Natürlich werden wir uns zunächst der ältesten und klarsten Form von Problemen zuwenden - dem klassischen Mattproblem. Die Themen sind hier am breitesten gefächert, und manche von ihnen sind überaus abstrakt. Für den Einstieg am angenehmsten, weil leicht zu durchschauen, sind Mattbilderprobleme:

Mattbilder

Besonders originelle Mattmotive sind im Partieschach ungemein selten und sorgen dort oft für große Bewunderung. Einer der Zwecke des Problemschachs ist es, schöne Mattbilder, die man in Partien niemals zu Gesicht bekommt, darzustellen. Die sogenannte "Böhmische Schule", die sich mit Mattbildern beschäftigt, war besonders in der ersten Hälfte des vergangenen Jahrhunderts überaus beliebt und dominant, doch noch immer erfreuen ihre Probleme das Auge:

Angel Zlatanov, 1. Preis, Schachmatna misl 1955
Matt in 3 Zügen

1. Sg3! droht 2. Lh4! ~ 3. Se2, 1. ... e2 wird dann durch 2. Dh1+ Kf2 3. Se4# als Block genutzt, auf 1. ... Kf2 folgt 2. Df1+ Kxg3 3. Lf4#.

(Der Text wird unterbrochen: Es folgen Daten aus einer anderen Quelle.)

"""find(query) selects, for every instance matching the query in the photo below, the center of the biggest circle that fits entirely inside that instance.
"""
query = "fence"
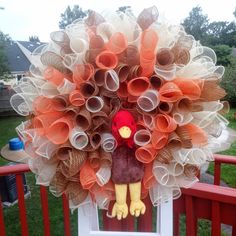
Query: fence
(202, 201)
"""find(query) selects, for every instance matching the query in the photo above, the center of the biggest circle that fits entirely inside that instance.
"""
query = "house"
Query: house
(18, 56)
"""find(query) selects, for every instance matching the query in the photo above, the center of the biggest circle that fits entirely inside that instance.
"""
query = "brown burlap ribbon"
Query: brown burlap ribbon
(174, 141)
(181, 55)
(183, 134)
(72, 165)
(164, 156)
(76, 193)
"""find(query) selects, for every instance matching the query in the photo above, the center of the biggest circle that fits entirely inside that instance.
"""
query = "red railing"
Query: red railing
(211, 202)
(202, 201)
(17, 170)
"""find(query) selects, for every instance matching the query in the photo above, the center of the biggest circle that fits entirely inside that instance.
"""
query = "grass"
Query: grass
(228, 172)
(33, 206)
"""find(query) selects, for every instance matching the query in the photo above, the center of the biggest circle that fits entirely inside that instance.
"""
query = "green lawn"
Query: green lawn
(228, 172)
(34, 215)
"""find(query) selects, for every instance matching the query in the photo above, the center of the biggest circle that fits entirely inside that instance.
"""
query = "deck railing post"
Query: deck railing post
(45, 213)
(2, 225)
(21, 204)
(217, 173)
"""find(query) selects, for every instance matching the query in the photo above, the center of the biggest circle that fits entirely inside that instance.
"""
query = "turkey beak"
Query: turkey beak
(125, 132)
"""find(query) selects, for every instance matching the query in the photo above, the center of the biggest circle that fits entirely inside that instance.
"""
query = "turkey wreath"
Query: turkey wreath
(116, 100)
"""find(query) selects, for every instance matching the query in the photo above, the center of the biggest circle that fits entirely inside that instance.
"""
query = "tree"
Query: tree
(196, 23)
(221, 32)
(70, 15)
(224, 55)
(4, 39)
(229, 83)
(34, 39)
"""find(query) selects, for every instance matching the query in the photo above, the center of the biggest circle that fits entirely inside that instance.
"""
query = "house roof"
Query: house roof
(16, 57)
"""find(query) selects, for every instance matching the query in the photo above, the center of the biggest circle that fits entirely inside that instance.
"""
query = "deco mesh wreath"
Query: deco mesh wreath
(100, 65)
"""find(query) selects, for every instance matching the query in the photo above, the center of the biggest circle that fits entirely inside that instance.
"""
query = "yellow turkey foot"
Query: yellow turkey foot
(137, 207)
(120, 208)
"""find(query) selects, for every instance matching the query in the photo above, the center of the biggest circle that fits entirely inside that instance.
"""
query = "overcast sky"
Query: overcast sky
(23, 18)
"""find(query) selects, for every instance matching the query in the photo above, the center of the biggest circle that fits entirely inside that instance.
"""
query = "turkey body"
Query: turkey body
(125, 167)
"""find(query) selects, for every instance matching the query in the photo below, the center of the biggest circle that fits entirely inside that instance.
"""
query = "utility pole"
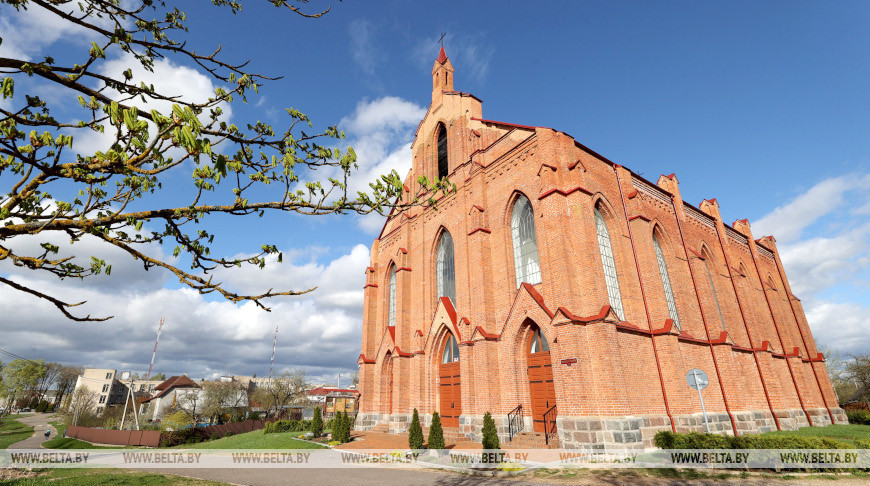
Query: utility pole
(274, 347)
(159, 329)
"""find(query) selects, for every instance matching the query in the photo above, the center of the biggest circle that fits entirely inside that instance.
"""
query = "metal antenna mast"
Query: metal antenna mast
(159, 330)
(274, 347)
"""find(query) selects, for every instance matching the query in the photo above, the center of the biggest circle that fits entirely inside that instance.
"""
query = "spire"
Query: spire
(442, 56)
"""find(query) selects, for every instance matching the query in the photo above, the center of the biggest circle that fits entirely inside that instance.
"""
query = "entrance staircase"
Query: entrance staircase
(532, 440)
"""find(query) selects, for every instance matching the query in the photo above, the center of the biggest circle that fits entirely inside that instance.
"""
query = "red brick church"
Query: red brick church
(565, 294)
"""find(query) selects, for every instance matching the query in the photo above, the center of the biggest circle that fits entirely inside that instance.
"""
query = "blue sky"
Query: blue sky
(763, 105)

Hier sehen wir ein sehr schönes Beispiel für sogenannte Mustermatts. Solche Mattbilder wirken dadurch ästhetisch, dass die Figuren gut zusammenspielen und keine unnötigen Steine "in der Gegend herumstehen". Auch wird von einem Mustermatt - das auch Modellmatt genannt wird - gefordert, dass es keine Redundanzen bei der Felderdeckung gibt: jedes Feld um den schwarzen König soll nur einfach gedeckt sein.

Ein weiteres Beispiel mit Mustermatts soll auch den Begriff des "Echos" erklären: dabei handelt es sich um ein Mattbild, das in zwei oder mehreren Varianten auftaucht, allerdings räumlich verschoben.

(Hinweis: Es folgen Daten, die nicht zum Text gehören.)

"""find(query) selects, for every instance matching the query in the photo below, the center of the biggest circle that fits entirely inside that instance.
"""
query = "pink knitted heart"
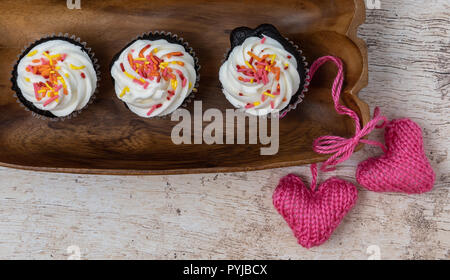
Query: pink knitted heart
(404, 167)
(313, 213)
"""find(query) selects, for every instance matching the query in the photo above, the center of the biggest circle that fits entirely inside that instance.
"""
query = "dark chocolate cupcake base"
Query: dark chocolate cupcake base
(43, 114)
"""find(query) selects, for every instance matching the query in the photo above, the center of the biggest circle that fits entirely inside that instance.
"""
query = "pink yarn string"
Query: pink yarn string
(314, 177)
(342, 148)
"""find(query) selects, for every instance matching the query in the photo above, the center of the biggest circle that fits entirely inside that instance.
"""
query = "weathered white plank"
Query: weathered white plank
(231, 215)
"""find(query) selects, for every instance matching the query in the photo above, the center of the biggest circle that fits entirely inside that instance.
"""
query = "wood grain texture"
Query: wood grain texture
(230, 215)
(109, 139)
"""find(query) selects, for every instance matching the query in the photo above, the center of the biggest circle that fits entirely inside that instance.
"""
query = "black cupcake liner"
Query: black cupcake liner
(240, 34)
(174, 39)
(29, 106)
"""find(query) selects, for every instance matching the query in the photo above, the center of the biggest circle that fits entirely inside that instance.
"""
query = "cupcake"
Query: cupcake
(55, 77)
(263, 72)
(155, 74)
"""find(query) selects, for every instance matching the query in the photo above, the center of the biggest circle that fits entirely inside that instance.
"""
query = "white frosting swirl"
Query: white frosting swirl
(154, 89)
(250, 88)
(76, 83)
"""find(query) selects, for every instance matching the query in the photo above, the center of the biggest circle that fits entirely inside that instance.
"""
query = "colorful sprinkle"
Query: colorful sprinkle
(73, 67)
(32, 53)
(268, 94)
(125, 90)
(50, 100)
(153, 108)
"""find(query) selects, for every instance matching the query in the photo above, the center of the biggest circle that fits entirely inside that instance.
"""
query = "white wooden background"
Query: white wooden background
(230, 216)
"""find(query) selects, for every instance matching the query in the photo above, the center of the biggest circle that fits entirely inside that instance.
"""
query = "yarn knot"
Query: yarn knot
(342, 148)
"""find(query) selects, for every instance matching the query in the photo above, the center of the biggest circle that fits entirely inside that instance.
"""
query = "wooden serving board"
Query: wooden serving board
(109, 139)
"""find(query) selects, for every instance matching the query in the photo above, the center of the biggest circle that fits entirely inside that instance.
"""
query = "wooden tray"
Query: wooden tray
(108, 139)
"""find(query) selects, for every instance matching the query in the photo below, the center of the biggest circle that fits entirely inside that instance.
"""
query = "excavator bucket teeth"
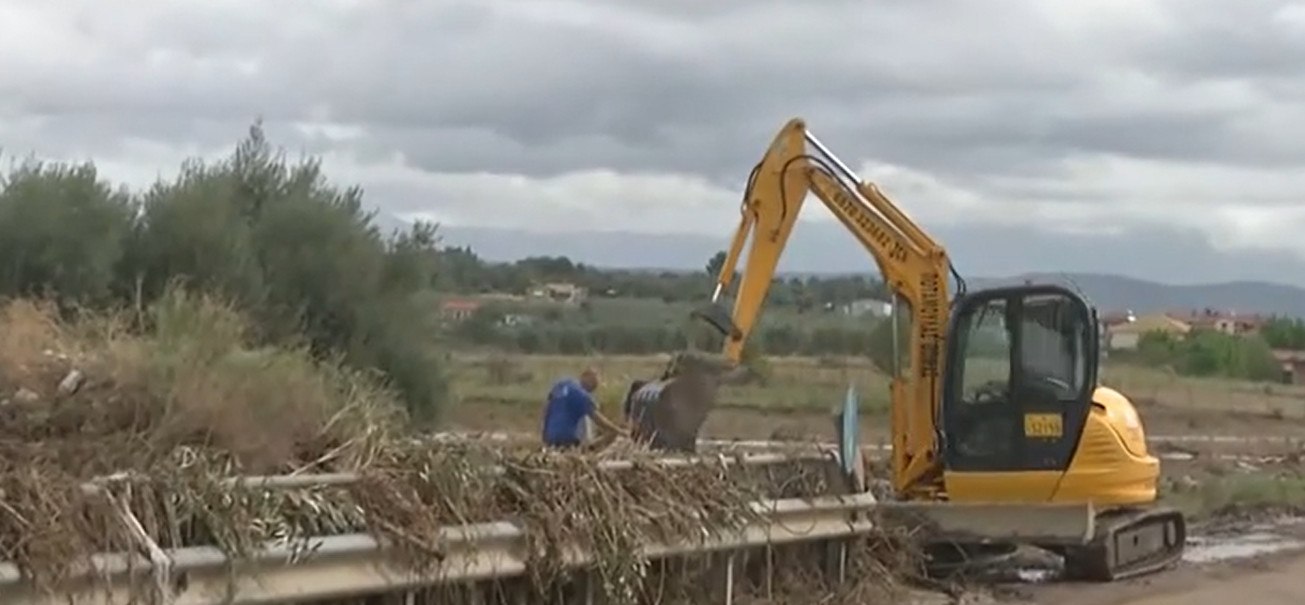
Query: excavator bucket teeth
(718, 317)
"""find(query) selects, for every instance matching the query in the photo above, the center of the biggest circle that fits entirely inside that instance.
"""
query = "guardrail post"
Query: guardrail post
(730, 563)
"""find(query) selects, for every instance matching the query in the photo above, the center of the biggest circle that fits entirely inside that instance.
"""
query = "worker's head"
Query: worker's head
(589, 380)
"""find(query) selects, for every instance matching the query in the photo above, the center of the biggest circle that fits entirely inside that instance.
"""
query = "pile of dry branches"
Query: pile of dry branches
(155, 416)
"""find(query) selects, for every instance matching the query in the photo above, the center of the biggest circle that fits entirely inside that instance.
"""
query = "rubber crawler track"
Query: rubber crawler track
(1158, 535)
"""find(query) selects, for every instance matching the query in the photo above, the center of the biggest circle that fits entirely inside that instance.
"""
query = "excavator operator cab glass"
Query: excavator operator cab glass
(1022, 370)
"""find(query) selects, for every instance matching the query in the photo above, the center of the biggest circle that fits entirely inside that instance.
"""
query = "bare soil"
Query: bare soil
(1262, 443)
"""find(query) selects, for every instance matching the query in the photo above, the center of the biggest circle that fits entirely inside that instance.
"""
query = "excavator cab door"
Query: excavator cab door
(1022, 368)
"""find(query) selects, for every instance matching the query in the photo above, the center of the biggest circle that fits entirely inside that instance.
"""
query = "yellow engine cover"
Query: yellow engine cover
(1111, 466)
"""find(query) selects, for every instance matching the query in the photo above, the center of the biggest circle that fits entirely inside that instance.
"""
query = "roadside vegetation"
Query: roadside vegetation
(292, 252)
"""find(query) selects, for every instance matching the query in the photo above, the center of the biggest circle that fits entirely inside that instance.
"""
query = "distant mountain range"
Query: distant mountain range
(824, 249)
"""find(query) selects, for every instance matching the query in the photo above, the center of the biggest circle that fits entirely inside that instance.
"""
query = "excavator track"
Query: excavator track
(1129, 543)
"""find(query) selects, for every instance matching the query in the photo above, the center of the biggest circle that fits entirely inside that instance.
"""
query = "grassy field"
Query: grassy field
(805, 383)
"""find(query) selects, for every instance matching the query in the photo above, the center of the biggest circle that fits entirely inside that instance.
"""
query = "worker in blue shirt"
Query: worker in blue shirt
(569, 403)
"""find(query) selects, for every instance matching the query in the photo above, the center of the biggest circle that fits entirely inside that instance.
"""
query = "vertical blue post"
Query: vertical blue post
(848, 425)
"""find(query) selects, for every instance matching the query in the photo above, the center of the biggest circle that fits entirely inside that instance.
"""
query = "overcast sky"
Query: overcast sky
(1095, 119)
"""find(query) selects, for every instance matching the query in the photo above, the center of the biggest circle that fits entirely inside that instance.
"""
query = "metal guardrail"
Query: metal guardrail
(356, 565)
(339, 479)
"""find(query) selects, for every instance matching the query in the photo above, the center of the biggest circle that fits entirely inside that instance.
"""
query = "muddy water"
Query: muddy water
(1257, 540)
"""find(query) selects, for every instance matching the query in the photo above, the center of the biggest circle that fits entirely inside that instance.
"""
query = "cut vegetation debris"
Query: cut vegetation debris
(158, 408)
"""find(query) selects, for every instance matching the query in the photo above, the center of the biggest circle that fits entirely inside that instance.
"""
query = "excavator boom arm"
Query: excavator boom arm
(914, 267)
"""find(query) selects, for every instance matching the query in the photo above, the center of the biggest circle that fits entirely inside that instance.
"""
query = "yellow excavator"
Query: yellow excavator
(997, 398)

Manfred Zucker, Deutsche Schachblätter, 1969
Matt in 4 Zügen

Das erste Mattbild ergibt sich nach 1. Se3! h4 2. Sxd5 Ka4 3. Sc3+ Ka3 4. Tb3#, nach 1. ... d4 2. Sc4+ Ka4 3. a3 ~ 4. Tb4# sehen wir das gleiche Mattbild wieder, allerdings eine Reihe nach oben verschoben.

Kombinationen auf Linien

Die böhmische Schule ist schon lange nicht mehr so beherrschend wie sie es schon einmal war. Sie wurde von strategischen Themen abgelöst.

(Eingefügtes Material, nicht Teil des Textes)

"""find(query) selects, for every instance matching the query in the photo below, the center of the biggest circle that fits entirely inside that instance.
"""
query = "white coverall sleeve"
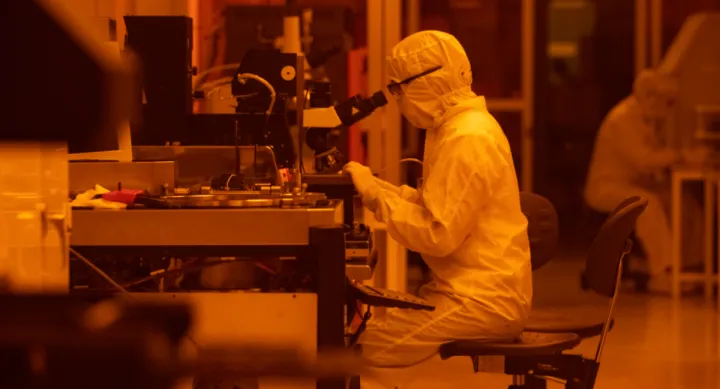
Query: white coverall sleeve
(405, 192)
(638, 151)
(458, 186)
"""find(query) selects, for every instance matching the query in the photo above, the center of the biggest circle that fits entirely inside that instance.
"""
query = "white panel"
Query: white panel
(160, 7)
(33, 217)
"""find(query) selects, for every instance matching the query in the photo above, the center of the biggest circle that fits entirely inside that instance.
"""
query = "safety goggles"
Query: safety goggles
(395, 87)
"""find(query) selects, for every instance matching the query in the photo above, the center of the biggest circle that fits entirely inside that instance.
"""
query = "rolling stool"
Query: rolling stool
(534, 357)
(638, 278)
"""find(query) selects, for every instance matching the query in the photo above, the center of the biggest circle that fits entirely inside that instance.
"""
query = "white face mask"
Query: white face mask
(414, 114)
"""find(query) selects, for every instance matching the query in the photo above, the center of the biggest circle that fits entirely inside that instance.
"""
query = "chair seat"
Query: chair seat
(554, 322)
(527, 344)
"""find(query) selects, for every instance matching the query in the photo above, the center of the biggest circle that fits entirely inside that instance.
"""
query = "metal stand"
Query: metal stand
(327, 248)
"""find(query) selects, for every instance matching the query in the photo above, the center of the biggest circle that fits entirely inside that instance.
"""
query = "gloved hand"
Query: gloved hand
(364, 182)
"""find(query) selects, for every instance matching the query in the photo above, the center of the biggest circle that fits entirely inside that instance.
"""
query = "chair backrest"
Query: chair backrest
(610, 245)
(603, 266)
(542, 227)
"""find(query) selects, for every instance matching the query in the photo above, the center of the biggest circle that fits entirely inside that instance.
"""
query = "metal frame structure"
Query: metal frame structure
(308, 238)
(648, 34)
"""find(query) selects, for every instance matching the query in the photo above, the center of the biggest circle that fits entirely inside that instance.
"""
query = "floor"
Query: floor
(655, 343)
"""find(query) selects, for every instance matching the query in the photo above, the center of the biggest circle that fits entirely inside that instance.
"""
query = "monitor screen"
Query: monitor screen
(63, 84)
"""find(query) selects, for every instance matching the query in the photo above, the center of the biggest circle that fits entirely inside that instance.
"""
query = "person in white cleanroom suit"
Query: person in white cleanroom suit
(466, 220)
(630, 158)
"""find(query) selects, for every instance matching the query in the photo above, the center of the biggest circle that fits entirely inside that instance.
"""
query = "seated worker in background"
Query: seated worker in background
(630, 159)
(466, 220)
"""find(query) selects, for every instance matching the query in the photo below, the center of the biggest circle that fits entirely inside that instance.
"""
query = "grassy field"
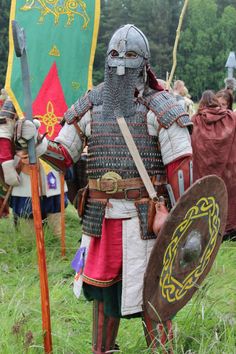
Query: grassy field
(207, 324)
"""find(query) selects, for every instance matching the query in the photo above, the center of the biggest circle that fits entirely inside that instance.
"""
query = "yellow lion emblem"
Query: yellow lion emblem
(57, 8)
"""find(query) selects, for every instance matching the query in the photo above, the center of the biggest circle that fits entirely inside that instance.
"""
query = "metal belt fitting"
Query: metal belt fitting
(112, 177)
(126, 192)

Linien spielen im Schach eine große Rolle, wie man auch aus dem Partieschach weiß. Viele dort gängige Kombinationsmotive finden auf Linien statt, und auch das Problemschach steht da keineswegs nach:

Uri Avner, Canadian Chess Chat, 1980
Matt in 4 Zügen

Weiß würde gerne auf f2 oder g5 mit einem Springer mattsetzen, direkte Versuche, die störenden Bauern zu beseitigen, schlagen aber fehl: 1. Lxg3? Kxe3 2. Lf4+ Ke4 3. Sf2+ Lxf2 oder 1. Lxh6+? Kxe5 2. Lf4+ Ke4 3. Sg5+ Txg5. Geübte Problemlöser behalten nach diesen beiden Varianten sicher den Schnittpunkt c5 im Auge. Und tatsächlich: nach 1. La2!, was 2. Lg5+ Kxe5 3. Df4+ Ke6 4. c5# droht, ist Schwarz gezwungen, den weißen Bauern mit irgendeiner Figur auf c5 zu blockieren. Damit ergeben sich aber die beiden Varianten: 1. ... Tc5 2. Lxg3+ Kxe3 3. Lf4+ Ke4 4. Sf2# und 1. ... Lc5 2. Lxh6+ Kxe5 3. Lf4+ Ke4 4. Sg5#.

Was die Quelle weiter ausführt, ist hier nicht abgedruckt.